Last month, Bank of America Corp (NYSE:BAC) gave shareholders some very good news.

Thanks to passing its so-called “stress test” administered by the Federal Reserve, it would be allowed to generously give capital back to shareholders via a combination of higher dividends and a pretty significant stock-buyback program.

BofA has authorized the repurchase of $12 billion worth of BAC stock within the next 12 months, and it aims to ramp up its dividend payout to 48 cents per share by next year as well.

It’s a tremendous step forward. Not only is that the biggest buyback program the company has initiated in years, but that 12-cent quarterly check will be Bank of America’s biggest per-share payout since the 2008. That’s when the sub-prime meltdown forced the company to slash its payout to the bone.

It does beg the question, though: Can BofA actually afford to return this much capital to investors?

The Stress Tests

The aforementioned stress test, for those not familiar with them, are the Fed’s way of ensuring that a repeat of 2008’s banking implosion never happens again.

Most of the major bank names — including Bank of America, Wells Fargo & Co (NYSE:WFC) and Citigroup Inc (NYSE:C) — were all caught with their proverbial pants down in 2008. Each was undercapitalized for the economic fallout from the mortgage meltdown that year.

The Federal Reserve’s stress test applies a rather harsh “what if” scenario to see — above all else — if the nation’s banks would need a bailout should the worst-case scenario pan out. If the answer is no and a bank exceeds the minimum threshold, that excess capital can be doled out to shareholders.

Bank of America passed its most recent stress test with flying colors, giving it the green light to increase its payout. The bank aims to do just that, growing its dividend on BAC stock to 12 cents per quarter within the foreseeable future — a feat at least made partially possible by $12 billion worth of stock repurchases.

Numbers Don’t Lie

What would that look like, though? How close would Bank of America be “cutting it?”

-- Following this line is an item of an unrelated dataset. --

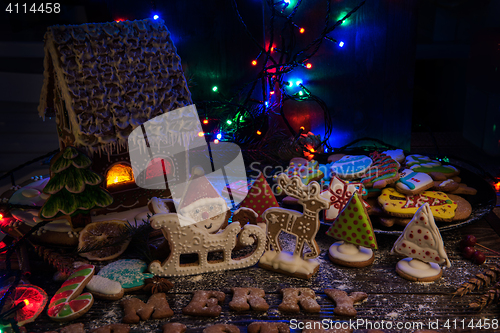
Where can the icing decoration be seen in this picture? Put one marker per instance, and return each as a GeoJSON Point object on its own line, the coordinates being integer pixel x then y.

There’s a chart that tells the tale, although it requires a couple of caveats before reviewing it.

  • The graphic is largely based on analyst assumptions regarding earnings.
  • While analysts have opined estimates about the amount of BAC stock that will be outstanding one year, two years and even three years down the road, nobody really knows what that tally will be. Bank of America has authorized sizable stock-buybacks every year since 2013, but it’s also issuing shares at the same time. In fact, an authorized buyback is anything but an outright requirement.

Be that as it may, the collective wisdom of analysts is still the best guess we’ve got, and we should use it as our most likely look ahead.

With that as the backdrop …

At first glance, affordability isn’t a issue in the sense that the bank’s GAAP and non-GAAP earnings will still far exceed what it’s giving back to BAC stock owners.

On the other hand, with the payout ratio approaching 30% versus 2016’s payout of less than 17%, it’s not out of line to start asking questions about the wisdom of such generosity.

Don’t misunderstand. Plenty of companies give back way more than 30% of their profits to shareholders in the form of dividends. In that light, BofA’s payout plans don’t look all that different than its peers’ plans.

It’s also worth noting Bank of America is far more likely than not to top its earnings estimates; analysts are probably underestimating the company’s future financial strength.

Bottom Line for BAC Stock

A wide swath of the projected dividend ramp-up stems from the stock buyback. Net income is expected to only grow 22% this year, and 24% next year, trailing the expected dividend growth of 52% and 43%, respectively. Still, the bank’s capital return program – generous as it may be — is also plenty affordable as well as quite plausible.

Sure, an outright economic headwind might put the kibosh on the bank’s mission to share more of the wealth. There’s not such a headwind on the horizon though.

In other words, there’s no reason to suspect Bank of America is overpromising and setting itself up to underdeliver. That’s fantastic news for anyone holding BAC stock.